Aber Flandern war ... nichts ... im Vergleich ... zum Kongo ...
Vielleicht empfinde ich das nur aus dem Grunde so, weil ich in Flandern älter war und schon so viel Leid davor gesehen hatte." Ich fühle mich plötzlich sehr müde und streiche mir über das Gesicht. "Ja, vielleicht ...", versuche ich mich selbst zu überzeugen.
Ich schüttele resigniert den Kopf, als könnte ich damit die Geister der Vergangenheit vertreiben.
"Der Kongo hat mich damals verändert. ... Er hat mich BERÜHRT!" Mich schaudert angesichts der Mehrdeutigkeit dieser Aussage und ich verdränge das Bild der pulsierenden schwarzen Adern aus meinen Gedanken.
"Ayana erinnert mich an eine Begebenheit im Kongo ...
... an eine afrikanische Frau ...
... den TOD einer afrikanischen Frau. ...
... Ich habe noch eine Rechnung offen ... eine Schuld zu begleichen, weil ich dieser Frau nicht helfen konnte ...
... und ich habe das Gefühl, dass Ayana der Schlüssel sein könnte, um diese Fessel zu lösen, die ich seit bald vierzig Jahren mit mir herumschleppe."
Ich blicke Ove ernst an:
"Ich verstehe es, wenn Du weglaufen möchtest ... wenn Du mit Kristine schnellstmöglich das Weite suchst ... Ihr beiden seid noch jung! Und ich selbst bin die meiste Zeit meines Lebens davongelaufen ... vor meine Erinnerungen ... vor dem, was ich im Kongo gefunden habe ... vor dem Tod.
Aber mein Weg ist bald zuende. ... Ich will nicht mehr fortlaufen.
Ich habe mich dem Tod im Pentonville Prison gestellt und ihm getrotzt. Und ich habe daraus gelernt, dass ich mit der Vergangenheit nur abschließen kann, wenn ich ihr entgegentrete, nicht wenn ich davonlaufe. Was bedeutet es für mich schon noch, wenn ich durch eine Flucht noch paar Monate oder wenige Jahre gewinnen sollte? Was ich will, sind Antworten! Ich will verstehen, was in London geschehen ist und davor. Ich will wissen, warum 'La Main Droit' Matilde verfolgt und gequält hat, damit ich ihr vielleicht doch noch helfen kann. Ich will wissen, was in der Änderungsschneiderei mit mir geschehen ist. Ich will WISSEN! ... Und glaube mir, niemand ist sich mehr bewusst als ich, dass das WISSEN, nach dem ich strebe, keine Heilsbotschaft ist. ..."
"Nein, es ist ein VIRUS ... ohne Chance auf Heilung!", stelle ich nur in Gedanken klar. An Ove gewandt resümiere ich lediglich:
"... Aber ich kann nicht so weitermachen wie bisher. Ich bereue es, mein Leben lang fortgelaufen zu sein.

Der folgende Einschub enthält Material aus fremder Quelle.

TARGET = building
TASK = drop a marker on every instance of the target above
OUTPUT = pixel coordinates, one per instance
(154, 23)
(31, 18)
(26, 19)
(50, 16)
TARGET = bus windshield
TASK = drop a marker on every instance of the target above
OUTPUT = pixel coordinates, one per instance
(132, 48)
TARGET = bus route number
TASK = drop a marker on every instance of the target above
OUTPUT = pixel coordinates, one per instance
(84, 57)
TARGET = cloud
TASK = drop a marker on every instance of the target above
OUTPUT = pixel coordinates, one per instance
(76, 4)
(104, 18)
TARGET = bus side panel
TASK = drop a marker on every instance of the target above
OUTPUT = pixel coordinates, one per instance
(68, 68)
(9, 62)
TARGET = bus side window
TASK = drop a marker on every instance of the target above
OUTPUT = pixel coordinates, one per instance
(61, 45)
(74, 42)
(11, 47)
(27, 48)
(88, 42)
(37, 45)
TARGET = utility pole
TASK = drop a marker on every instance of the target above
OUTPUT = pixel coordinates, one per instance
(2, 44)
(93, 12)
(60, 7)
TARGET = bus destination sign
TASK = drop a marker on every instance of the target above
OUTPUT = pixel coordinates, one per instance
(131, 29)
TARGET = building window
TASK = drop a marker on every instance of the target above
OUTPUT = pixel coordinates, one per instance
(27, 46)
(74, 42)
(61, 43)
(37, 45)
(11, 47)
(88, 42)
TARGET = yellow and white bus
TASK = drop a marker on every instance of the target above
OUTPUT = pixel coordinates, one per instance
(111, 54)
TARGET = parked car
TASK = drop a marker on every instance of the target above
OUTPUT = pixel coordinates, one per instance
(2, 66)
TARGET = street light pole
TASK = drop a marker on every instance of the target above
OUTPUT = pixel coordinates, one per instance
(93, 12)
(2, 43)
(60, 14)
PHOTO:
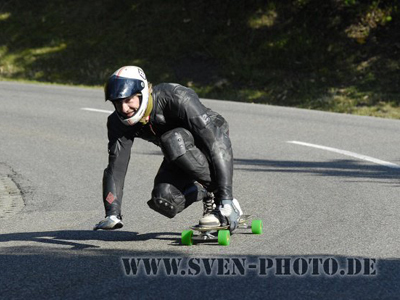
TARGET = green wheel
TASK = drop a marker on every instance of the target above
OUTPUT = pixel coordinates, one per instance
(224, 237)
(256, 227)
(186, 237)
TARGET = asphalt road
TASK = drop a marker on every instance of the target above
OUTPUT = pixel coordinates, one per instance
(331, 218)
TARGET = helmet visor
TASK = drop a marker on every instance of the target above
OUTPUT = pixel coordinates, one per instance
(119, 88)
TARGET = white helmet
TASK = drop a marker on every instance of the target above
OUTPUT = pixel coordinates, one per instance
(126, 82)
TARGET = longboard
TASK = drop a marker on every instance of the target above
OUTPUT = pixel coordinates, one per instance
(220, 234)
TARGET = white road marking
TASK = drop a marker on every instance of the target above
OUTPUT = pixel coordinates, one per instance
(97, 110)
(348, 153)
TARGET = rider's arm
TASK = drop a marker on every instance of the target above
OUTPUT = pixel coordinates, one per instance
(119, 151)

Du musst entscheiden, ob Du um den Moment willen fliehen willst oder ob Du der Gefahr ins Auge blicken und kämpfen willst. Egal, wie Du Dich entscheidest, ich werde Dich verstehen und Dir helfen, wenn ich es vermag. Du kannst mit Kristine fortgehen ... aber ... es tut mir aufrichtig leid, Dir das sagen zu müssen ... wo auch immer Ihr hingeht ... ich fürchte, das hier wird Euch früher oder später wieder einholen.
Ihr würdet ÜBERLEBEN, aber Ihr könntet nie wirklich LEBEN. Ihr würdet immer fruchtsam über Eure Schultern blicken und könntet an keinem Ort in Ruhe etwas Beständiges aufbauen."

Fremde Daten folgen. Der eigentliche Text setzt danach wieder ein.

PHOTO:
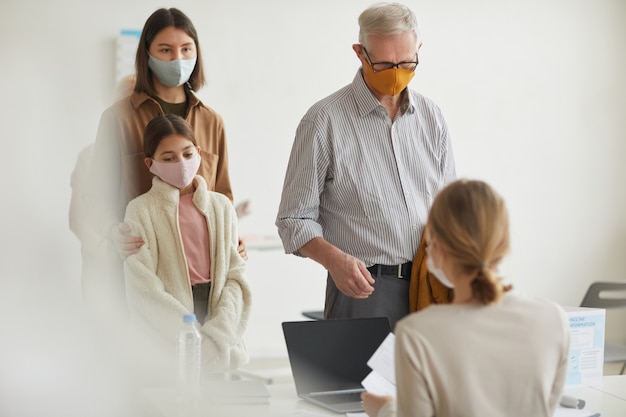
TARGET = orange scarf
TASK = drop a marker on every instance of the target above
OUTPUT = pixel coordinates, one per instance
(424, 288)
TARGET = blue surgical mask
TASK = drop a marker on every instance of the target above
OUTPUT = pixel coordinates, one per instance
(172, 73)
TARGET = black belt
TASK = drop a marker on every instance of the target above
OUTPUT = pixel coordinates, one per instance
(402, 271)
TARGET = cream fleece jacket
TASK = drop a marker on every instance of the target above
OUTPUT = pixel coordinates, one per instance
(158, 288)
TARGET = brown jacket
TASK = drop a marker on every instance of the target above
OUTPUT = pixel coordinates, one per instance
(119, 173)
(424, 288)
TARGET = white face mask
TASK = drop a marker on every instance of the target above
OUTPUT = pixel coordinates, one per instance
(438, 272)
(172, 73)
(179, 174)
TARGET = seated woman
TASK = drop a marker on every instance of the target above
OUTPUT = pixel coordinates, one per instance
(189, 262)
(489, 353)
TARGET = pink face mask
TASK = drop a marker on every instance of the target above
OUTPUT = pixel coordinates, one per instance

"Wie soll man auf der Flucht an Kinder denken? Wie kann man auf der Flucht eine Liebe leben? Ich konnte es nicht ...", erinnere ich mich.
"Glaub mir, ich weiß wovon ich rede!", schließe ich traurig meinen Monolog, worauf es am Tisch still wird. Erst nach einer kleinen Weile traue ich mich, Ove wieder in die Augen zu sehen.